Compilation album by Mike Badger & Friends
- Released: 2004
- Label: Generator

The Onset chronology
| Liverpool Cult Classics Unearthed - Volume Two (2001) | Lo Fi Acoustic Excursions (2004) | The Onset (2005) |

= Lo Fi Acoustic Excursions by Mike Badger & Friends =

Lo Fi Acoustic Excursions is the first of two albums released by Mike Badger featuring a compilation of his various musical incarnations including the La's and The Onset, its sister album being Lo Fi Electric Excursions.
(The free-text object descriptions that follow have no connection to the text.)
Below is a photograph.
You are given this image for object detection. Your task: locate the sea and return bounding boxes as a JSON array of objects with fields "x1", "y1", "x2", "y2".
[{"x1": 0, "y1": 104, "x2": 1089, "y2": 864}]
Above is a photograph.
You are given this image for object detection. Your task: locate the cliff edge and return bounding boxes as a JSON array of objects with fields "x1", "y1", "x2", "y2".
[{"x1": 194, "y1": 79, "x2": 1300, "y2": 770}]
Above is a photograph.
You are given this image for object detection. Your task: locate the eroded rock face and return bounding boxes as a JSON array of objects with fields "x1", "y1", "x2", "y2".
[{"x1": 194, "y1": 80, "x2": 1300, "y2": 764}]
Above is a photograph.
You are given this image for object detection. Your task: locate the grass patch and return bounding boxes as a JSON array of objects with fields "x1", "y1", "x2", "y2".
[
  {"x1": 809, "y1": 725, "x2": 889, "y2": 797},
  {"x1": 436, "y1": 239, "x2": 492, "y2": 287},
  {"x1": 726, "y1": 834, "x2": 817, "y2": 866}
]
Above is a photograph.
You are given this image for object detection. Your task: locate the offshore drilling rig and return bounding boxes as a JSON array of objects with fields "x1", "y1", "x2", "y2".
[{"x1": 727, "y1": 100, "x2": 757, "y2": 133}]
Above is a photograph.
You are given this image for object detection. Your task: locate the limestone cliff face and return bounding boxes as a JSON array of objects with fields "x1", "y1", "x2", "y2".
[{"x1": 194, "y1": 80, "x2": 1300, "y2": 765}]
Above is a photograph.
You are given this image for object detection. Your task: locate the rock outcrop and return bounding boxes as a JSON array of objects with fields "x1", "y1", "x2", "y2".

Lo Fi Acoustic Excursions was released by the Generator Label in 2004. It contains a collection of songs, outtakes, ideas and sketches from 1983 to 2003.

==Track listing==
All words and music by Mike Badger, except track 5 by Bob Nolan; track 11 by Mike Badger and Paul Hemmings.
1. "2022 Blues" - The Onset (1994) – 1.56
2. "It's True" - Mike Badger and The Establishment" (2001) – 3:05
3. "Save Me" - The Onset (1991) – 3:46
4. "South End Hoedown" - The Two Step Angels (1987) – 1:14
5. "Cool Water" - The La's (1986) – 3:57
6. "Sacramento" - Mike Badger (1999) – 0:40
7. "Lovin' On Our Side" - Mike Badger and the Northern Lights (2002) – 2:29
8. "Intermission" - Mike Badger and T.V.Set (1995) – 2:09
9. "No Bitterness Holds Sweetness" - Mike Badger (2000) – 2:36
10. "Walking Tall" - The Onset (1995) – 3:03
11. "Autumn In The Mind" - Mike Badger (1998) – 3:01
12. "Water Tiger" - Mike Badger (2001) – 1:15
13. "Dig It" - The Renegades (2002) – 2:23
14. "Life Story" - Mike Badger and the Northern Lights (2003) – 3:41
15. "The Day I Grew Forever" - Roy G Biv (1983) – 2:22

==Musicians==
- Mike Badger - vocals, Spanish guitar, acoustic guitar, percussion, T.V.
- Danny Dean - acoustic guitar, twelve string guitar (tracks 3, 7, 10 and 12)
- Simon Cousins - bass guitar, acoustic bass, backing vocals (track 3 and 10)
- Paul Hemmings - piano, organ, acoustic guitar, mandolin, bass (tracks 2, 3 and 11)
- Tony Russell - percussion (track 10)
- Roger Llewellyn - backing vocals, ukulele banjo, harmonica, banjo, voice jug (tracks 1, 4 and 10)
- Steve Roberts - backing vocals (track 12)
- Lee Mavers - acoustic guitar, backing vocals (track 5)
- Martyn Campbell - backing vocals, bass, percussion, acoustic guitar (tracks 2, 7 and 14)
- Henry Priestman - organ, keyboards (tracks 9, 11 and 14)

==Reviews==

While supposedly "lo-fi" recordings can sometimes be responsible for 'alternative' music's most heinous crimes, in Mike Badger's capable hands, these excursions are usually intriguing at least and always crackling with passion and soul.